← Back to context

Comment by p1esk

6 days ago

The big thing is that sparse models allow you to train models with significantly larger dimensionality, blowing up the dimensions several orders of magnitudes.

Do you have any evidence to support this statement? Or are you imagining some not yet invented algorithms running on some not yet invented hardware?

Sparse matrices can increase in dimension while keeping the same number of non-zeroes, that part is self evident. Sparse weights models can be trained, you probably are already aware of RigL and SRigL, there is similar other related work on unstructured and structured sparse training. You could argue that those adapt their algorithm to be executable on GPUs and that none are training at x100 or x1000 dimensions. Yes, that is the part that requires access to sparse compute hardware acceleration, which exists as prototypes [1] or are extremely expensive (Cerebras).
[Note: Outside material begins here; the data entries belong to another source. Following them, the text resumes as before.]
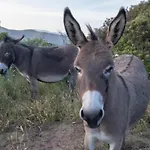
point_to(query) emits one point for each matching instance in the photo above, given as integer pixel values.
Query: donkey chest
(25, 75)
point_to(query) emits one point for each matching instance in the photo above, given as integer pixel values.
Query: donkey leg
(33, 88)
(117, 145)
(89, 143)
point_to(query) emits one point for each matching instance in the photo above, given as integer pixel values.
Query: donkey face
(7, 56)
(94, 65)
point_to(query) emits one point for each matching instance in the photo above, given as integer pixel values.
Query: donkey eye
(107, 71)
(78, 69)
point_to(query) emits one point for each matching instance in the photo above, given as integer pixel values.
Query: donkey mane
(92, 35)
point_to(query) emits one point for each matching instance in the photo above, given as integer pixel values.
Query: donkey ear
(73, 29)
(18, 40)
(116, 27)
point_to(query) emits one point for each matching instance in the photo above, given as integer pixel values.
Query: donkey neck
(22, 55)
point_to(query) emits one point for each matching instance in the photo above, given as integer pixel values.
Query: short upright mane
(93, 36)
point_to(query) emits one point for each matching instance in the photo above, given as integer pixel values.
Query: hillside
(50, 37)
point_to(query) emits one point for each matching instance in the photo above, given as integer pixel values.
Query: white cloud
(47, 15)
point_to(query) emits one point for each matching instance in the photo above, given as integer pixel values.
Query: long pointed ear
(73, 29)
(18, 40)
(116, 27)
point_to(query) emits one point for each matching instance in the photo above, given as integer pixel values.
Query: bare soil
(62, 136)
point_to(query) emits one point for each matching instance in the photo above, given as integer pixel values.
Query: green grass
(55, 102)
[1] https://dl.acm.org/doi/10.1109/MM.2023.3295848

  • Unstructured sparsity cannot be implemented in hardware efficiently if you still want to do matrix multiplication. If you don’t want to do matrix multiplication you first need to come up with new algorithms, tested in software. This reminds me of what Numenta tried to do with their SDRs - note they didn’t quite succeed.
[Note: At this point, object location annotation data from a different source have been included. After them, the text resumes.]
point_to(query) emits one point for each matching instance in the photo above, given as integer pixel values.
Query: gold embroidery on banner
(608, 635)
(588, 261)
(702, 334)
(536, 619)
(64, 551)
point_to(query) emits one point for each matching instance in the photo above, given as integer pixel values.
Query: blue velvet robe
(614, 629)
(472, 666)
    • > Unstructured sparsity cannot be implemented in hardware efficiently if you still want to do matrix multiplication.

      Hard disagree. It certainly is a magnitude harder to design hardware for sp x sp MM, yes; it requires a paradigm shift to do sparse compute efficiently, but there are hardware architectures both in research and commercially available that do it efficiently. The same kind of architecture is needed to scale op graph compute. You see solutions at the smaller scale in FPGA and reconfigurable/dataflow accelerators, larger scale in Intel's PIUMA and Cerebras. I've been involved in co-design work of Graphblas on the software side and one of the aforementioned hardware platforms: the main issue with developing SpMSpM hardware lies more with the necessary capital and engineering investments being prioritized to current frontier AI model accelerators, not because of lack of proven results.